Le Sénat de Caroline du Sud a brusquement suspendu ses travaux mardi sans se prononcer sur une nouvelle carte électorale pour la Chambre des représentants, un texte qui visait à supprimer l'unique circonscription à majorité noire de l'État et à garantir une délégation entièrement républicaine. En refusant d'agir, les législateurs ont défié les appels du président Donald Trump et des conservateurs nationaux, qui souhaitaient une intervention dans les guerres de redécoupage avant les élections de mi-mandat de novembre.

Un vote qui n'a pas eu lieu

La chambre haute n'est pas parvenue à adopter une motion visant à clore le débat sur la carte, signe qu'il n'y avait plus, au sein du Parti républicain, un soutien suffisant pour faire adopter de nouvelles limites de circonscriptions avant la primaire du 9 juin. Le Sénat a donc choisi de s'ajourner, repoussant de fait tout vote sur une nouvelle carte après le scrutin primaire. Au moment de cette décision, le vote anticipé avait déjà commencé : près de 45 000 bulletins avaient été déposés mardi en fin d'après-midi, selon des données officielles.

La perspective de bulletins invalidés a pesé

Plusieurs républicains ont exprimé leur réticence à jeter ces milliers de suffrages. La crainte de devoir invalider des bulletins déjà exprimés a suffi à briser l'unité du camp conservateur. Certains élus ont estimé qu'il était trop tard pour changer les règles en cours de route, alors que les électeurs avaient déjà commencé à voter. Cette préoccupation procédurale a pris le pas sur les injonctions de la Maison-Blanche.

Un État qui reste à contre-courant du Sud

Ce choix fait de la Caroline du Sud une exception dans le Sud des États-Unis. Plusieurs États dirigés par les républicains se sont empressés de répondre à l'affaiblissement du Voting Rights Act (loi sur le droit de vote) par la Cour suprême en diluant les circonscriptions où une majorité d'électeurs noirs élisent régulièrement des démocrates. La Louisiane, la Géorgie, la Floride ou l'Alabama ont déjà procédé à des redécoupages controversés. En Caroline du Sud, le projet avorté visait précisément à supprimer la seule circonscription à majorité afro-américaine, celle du représentant démocrate Jim Clyburn, doyen de la délégation de l'État.
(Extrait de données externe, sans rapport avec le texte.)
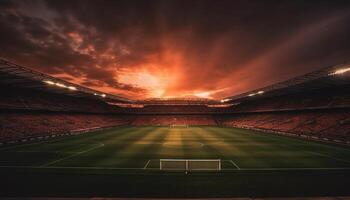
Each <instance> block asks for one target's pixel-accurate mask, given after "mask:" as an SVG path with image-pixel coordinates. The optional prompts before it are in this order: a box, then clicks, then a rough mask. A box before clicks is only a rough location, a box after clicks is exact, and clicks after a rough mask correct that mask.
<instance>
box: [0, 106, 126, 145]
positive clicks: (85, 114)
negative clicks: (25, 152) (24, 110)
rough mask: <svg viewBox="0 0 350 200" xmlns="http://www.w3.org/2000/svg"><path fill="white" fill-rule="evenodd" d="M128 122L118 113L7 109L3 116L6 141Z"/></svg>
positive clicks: (12, 140) (56, 135) (54, 135)
mask: <svg viewBox="0 0 350 200" xmlns="http://www.w3.org/2000/svg"><path fill="white" fill-rule="evenodd" d="M127 124H129V120H128V118H126V117H125V116H123V117H120V116H117V115H100V114H78V113H60V112H51V113H49V112H36V111H31V112H6V113H2V114H1V115H0V138H1V141H2V142H9V141H11V142H14V141H26V140H27V139H31V138H38V137H43V136H58V135H64V134H73V133H79V132H84V130H89V129H98V128H107V127H115V126H121V125H127Z"/></svg>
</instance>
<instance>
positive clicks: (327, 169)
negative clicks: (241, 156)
mask: <svg viewBox="0 0 350 200" xmlns="http://www.w3.org/2000/svg"><path fill="white" fill-rule="evenodd" d="M222 170H225V171H234V170H237V169H222ZM240 170H242V171H294V170H350V168H349V167H335V168H327V167H323V168H322V167H297V168H240Z"/></svg>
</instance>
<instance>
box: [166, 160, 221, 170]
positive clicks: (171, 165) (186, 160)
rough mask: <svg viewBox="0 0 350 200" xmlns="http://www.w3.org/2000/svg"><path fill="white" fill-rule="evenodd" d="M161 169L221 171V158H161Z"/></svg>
mask: <svg viewBox="0 0 350 200" xmlns="http://www.w3.org/2000/svg"><path fill="white" fill-rule="evenodd" d="M160 170H165V171H200V170H203V171H220V170H221V160H220V159H207V160H204V159H160Z"/></svg>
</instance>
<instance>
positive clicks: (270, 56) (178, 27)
mask: <svg viewBox="0 0 350 200" xmlns="http://www.w3.org/2000/svg"><path fill="white" fill-rule="evenodd" d="M349 11H350V3H349V2H348V1H316V2H315V1H272V0H271V1H231V0H230V1H228V0H227V1H226V0H220V1H214V0H210V1H209V0H192V1H185V0H183V1H180V0H178V1H161V0H159V1H135V2H130V1H112V0H98V1H97V0H96V1H92V0H90V1H88V0H75V1H71V0H69V1H68V0H60V1H41V0H22V1H19V0H18V1H9V0H5V1H1V2H0V43H1V47H2V48H0V56H1V57H4V58H6V59H10V60H12V61H15V62H17V63H20V64H25V65H28V66H32V67H34V68H36V69H38V70H40V71H43V72H46V73H49V74H52V75H55V76H58V77H62V78H65V79H67V80H69V81H73V82H76V83H78V84H83V85H85V86H88V87H93V88H96V89H101V90H103V91H105V92H111V93H115V94H121V95H125V96H128V97H131V98H143V97H151V96H186V95H188V96H191V95H197V96H201V95H203V96H208V95H209V96H211V97H215V98H222V97H225V96H230V95H233V94H237V93H240V92H245V91H247V90H251V89H255V88H257V87H261V86H264V85H267V84H271V83H275V82H277V81H282V80H284V79H287V78H291V77H293V76H296V75H300V74H303V73H306V72H309V71H312V70H315V69H318V68H320V67H322V66H326V65H329V64H337V63H340V62H343V61H344V60H348V59H349V55H350V54H349V53H350V45H349V44H350V39H349V37H348V35H349V34H350V27H349V26H348V24H350V15H349V14H348V13H349Z"/></svg>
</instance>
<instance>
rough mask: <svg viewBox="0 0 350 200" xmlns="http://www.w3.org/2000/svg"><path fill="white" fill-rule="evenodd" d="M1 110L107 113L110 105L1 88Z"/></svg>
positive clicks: (107, 104) (12, 89) (38, 91)
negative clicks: (26, 110) (38, 110)
mask: <svg viewBox="0 0 350 200" xmlns="http://www.w3.org/2000/svg"><path fill="white" fill-rule="evenodd" d="M1 91H2V96H1V100H0V109H6V110H34V111H35V110H45V111H59V112H63V111H65V112H86V111H88V112H89V113H106V112H109V111H110V107H109V105H108V104H106V103H104V102H102V101H97V100H93V99H87V98H78V97H70V96H66V95H60V94H55V93H52V92H45V91H39V90H29V89H19V88H11V87H7V88H6V89H5V88H3V87H2V88H1Z"/></svg>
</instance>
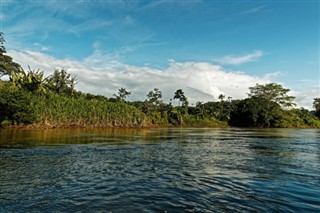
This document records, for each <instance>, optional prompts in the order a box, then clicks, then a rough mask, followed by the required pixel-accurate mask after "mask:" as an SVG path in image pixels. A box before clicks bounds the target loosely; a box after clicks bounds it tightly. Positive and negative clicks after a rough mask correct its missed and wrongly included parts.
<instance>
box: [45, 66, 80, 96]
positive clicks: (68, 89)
mask: <svg viewBox="0 0 320 213" xmlns="http://www.w3.org/2000/svg"><path fill="white" fill-rule="evenodd" d="M45 81H46V84H47V87H48V88H49V90H51V91H53V92H54V93H57V94H59V95H62V94H68V95H71V96H72V95H73V93H74V87H75V85H76V84H77V79H76V77H75V76H71V74H69V73H67V71H66V70H65V69H61V70H58V69H55V70H54V72H53V74H52V75H50V76H49V77H47V78H46V80H45Z"/></svg>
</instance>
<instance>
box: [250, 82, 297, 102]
mask: <svg viewBox="0 0 320 213" xmlns="http://www.w3.org/2000/svg"><path fill="white" fill-rule="evenodd" d="M249 89H250V93H249V94H248V95H249V97H250V98H251V97H252V98H253V97H254V98H262V99H265V100H267V101H268V105H269V104H270V102H274V103H277V104H279V105H280V106H282V107H292V106H295V105H296V104H295V103H294V102H293V100H294V98H295V97H293V96H289V95H288V92H289V91H290V90H289V89H286V88H284V87H283V86H282V85H280V84H276V83H269V84H266V85H260V84H257V85H256V86H254V87H249Z"/></svg>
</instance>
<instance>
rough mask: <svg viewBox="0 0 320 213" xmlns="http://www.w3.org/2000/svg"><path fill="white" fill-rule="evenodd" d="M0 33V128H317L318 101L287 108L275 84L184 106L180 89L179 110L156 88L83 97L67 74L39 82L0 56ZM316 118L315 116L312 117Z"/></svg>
mask: <svg viewBox="0 0 320 213" xmlns="http://www.w3.org/2000/svg"><path fill="white" fill-rule="evenodd" d="M4 42H5V41H4V39H3V34H2V33H0V78H1V77H2V76H3V75H8V76H9V78H10V81H2V80H1V79H0V125H2V126H3V125H4V124H9V125H19V124H36V125H41V126H42V125H44V126H49V127H70V126H75V127H87V126H90V127H140V126H148V125H192V126H226V125H227V123H228V124H229V125H231V126H240V127H317V128H319V127H320V120H319V119H318V118H320V98H315V99H314V103H313V107H314V108H315V113H314V114H312V113H311V112H309V111H308V110H306V109H291V110H285V109H283V108H282V107H284V108H288V107H292V106H294V105H295V104H294V103H293V99H294V97H293V96H289V95H288V94H287V93H288V92H289V91H290V90H289V89H286V88H283V87H282V86H281V85H279V84H275V83H270V84H266V85H259V84H257V85H256V86H254V87H250V88H249V89H250V93H249V98H247V99H244V100H231V97H228V99H227V100H226V98H225V95H223V94H221V95H220V96H219V100H220V101H218V102H208V103H197V105H196V107H189V106H188V104H189V103H188V99H187V97H186V96H185V94H184V92H183V91H182V89H178V90H177V91H176V92H175V93H174V97H173V98H174V99H177V100H178V101H179V106H176V107H174V106H173V105H172V104H171V103H164V101H163V100H162V92H161V91H160V90H159V89H157V88H155V89H154V90H153V91H150V92H149V93H148V94H147V99H146V100H145V101H143V102H142V101H138V102H133V103H128V102H126V101H125V100H126V98H127V97H128V96H129V95H130V94H131V93H130V92H128V91H127V90H126V89H125V88H120V89H119V91H118V94H117V95H114V96H115V98H107V97H104V96H102V95H93V94H86V93H82V92H80V91H76V90H75V85H76V83H77V82H76V78H75V77H73V76H71V75H70V74H69V73H67V71H66V70H64V69H62V70H57V69H56V70H54V73H53V74H52V75H50V76H49V77H47V78H44V76H43V72H41V71H39V70H38V71H34V70H31V69H30V68H29V71H28V72H25V71H23V70H22V69H21V67H20V65H19V64H16V63H14V62H13V61H12V58H11V57H10V56H6V55H4V53H5V52H6V51H5V48H4V46H3V43H4ZM316 116H318V118H317V117H316Z"/></svg>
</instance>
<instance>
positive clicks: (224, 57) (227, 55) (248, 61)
mask: <svg viewBox="0 0 320 213" xmlns="http://www.w3.org/2000/svg"><path fill="white" fill-rule="evenodd" d="M262 56H263V52H262V51H260V50H256V51H254V52H253V53H250V54H247V55H242V56H234V55H227V56H224V57H222V58H219V59H217V62H219V63H220V64H231V65H240V64H244V63H247V62H251V61H255V60H257V59H259V58H260V57H262Z"/></svg>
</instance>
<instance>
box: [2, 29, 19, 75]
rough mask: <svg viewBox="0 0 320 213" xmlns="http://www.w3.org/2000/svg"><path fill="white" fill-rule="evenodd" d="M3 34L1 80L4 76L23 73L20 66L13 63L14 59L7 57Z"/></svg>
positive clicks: (7, 55) (6, 51)
mask: <svg viewBox="0 0 320 213" xmlns="http://www.w3.org/2000/svg"><path fill="white" fill-rule="evenodd" d="M4 42H5V40H4V38H3V33H2V32H0V78H1V77H2V76H4V75H11V73H12V72H13V73H15V74H17V73H19V72H21V71H22V68H21V66H20V64H18V63H16V62H13V61H12V57H10V56H8V55H5V53H6V52H7V51H6V48H5V47H4Z"/></svg>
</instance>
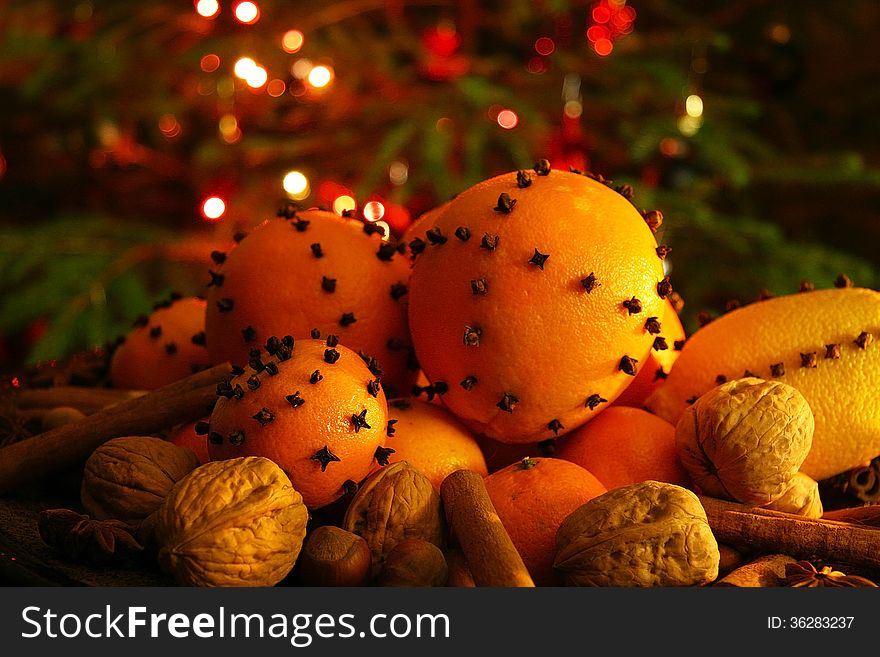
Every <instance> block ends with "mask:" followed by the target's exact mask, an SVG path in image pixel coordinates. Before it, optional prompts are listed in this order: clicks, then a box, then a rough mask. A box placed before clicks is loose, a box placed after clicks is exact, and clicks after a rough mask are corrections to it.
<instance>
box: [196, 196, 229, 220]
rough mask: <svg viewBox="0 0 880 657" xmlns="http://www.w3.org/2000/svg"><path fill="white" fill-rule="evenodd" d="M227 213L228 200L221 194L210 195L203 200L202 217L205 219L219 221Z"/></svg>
mask: <svg viewBox="0 0 880 657" xmlns="http://www.w3.org/2000/svg"><path fill="white" fill-rule="evenodd" d="M225 213H226V201H224V200H223V199H222V198H220V197H219V196H209V197H208V198H206V199H205V200H204V201H202V217H204V218H205V221H219V220H220V218H221V217H222V216H223V215H224V214H225Z"/></svg>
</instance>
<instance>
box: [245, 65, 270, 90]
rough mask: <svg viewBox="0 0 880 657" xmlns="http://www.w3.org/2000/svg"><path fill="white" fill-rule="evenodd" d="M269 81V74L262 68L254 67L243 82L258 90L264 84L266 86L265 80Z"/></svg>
mask: <svg viewBox="0 0 880 657" xmlns="http://www.w3.org/2000/svg"><path fill="white" fill-rule="evenodd" d="M268 79H269V73H268V72H267V71H266V69H264V68H263V67H262V66H254V68H253V69H252V70H251V71H250V72H249V73H248V76H247V78H246V79H245V82H247V85H248V86H249V87H251V88H252V89H259V88H260V87H262V86H263V85H264V84H266V80H268Z"/></svg>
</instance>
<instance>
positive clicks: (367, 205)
mask: <svg viewBox="0 0 880 657" xmlns="http://www.w3.org/2000/svg"><path fill="white" fill-rule="evenodd" d="M384 216H385V206H384V205H382V203H380V202H379V201H370V202H369V203H367V204H366V205H364V219H365V220H366V221H369V222H371V223H372V222H375V221H379V219H381V218H382V217H384Z"/></svg>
Une bataille reportée, pas abandonnée

Si le Sénat a renoncé à agir avant la primaire, le débat sur le redécoupage n'est pas clos pour autant. Des responsables politiques de Géorgie et du Mississippi, où les primaires ont déjà eu lieu, ont signalé leur intention de redessiner leurs propres circonscriptions d'ici les élections de 2028. La Caroline du Sud pourrait suivre le même chemin lors d'une prochaine session législative. Le gouverneur Henry McMaster, un républicain, n'a pas encore pris position publiquement sur le calendrier à venir.

Un camouflet pour la Maison-Blanche

Le président Trump avait personnellement appelé les législateurs de l'État à adopter la nouvelle carte, y voyant un moyen de consolider la majorité républicaine à la Chambre des représentants. Son refus constitue un revers politique notable, d'autant que les alliés du président au niveau national avaient fait du redécoupage un enjeu prioritaire pour les élections de mi-mandat. En Caroline du Sud, les dissensions internes au sein du Parti républicain ont finalement empêché une action rapide.

Implications pour le droit de vote

Des organisations de défense des droits civiques, qui avaient déjà préparé des recours judiciaires contre la carte proposée, ont salué la décision du Sénat. Elles estiment que le maintien de la circonscription à majorité noire préserve pour l'instant la représentation des électeurs afro-américains de l'État. Le Voting Rights Act, bien que fragilisé par la jurisprudence récente de la Cour suprême, offre encore des bases légales pour contester les redécoupages perçus comme discriminatoires.

En résumé

La Caroline du Sud restera, au moins jusqu'après la primaire du 9 juin, un État où la carte électorale n'aura pas été modifiée. Le Sénat, en refusant de voter, a envoyé un signal clair : même sous la pression de la Maison-Blanche, les considérations pratiques liées à la tenue du scrutin et à la préservation des votes déjà exprimés peuvent l'emporter sur les impératifs partisans. Mais cette trêve pourrait n'être que temporaire, la question du redécoupage devant revenir sur le devant de la scène législative dans les mois à venir.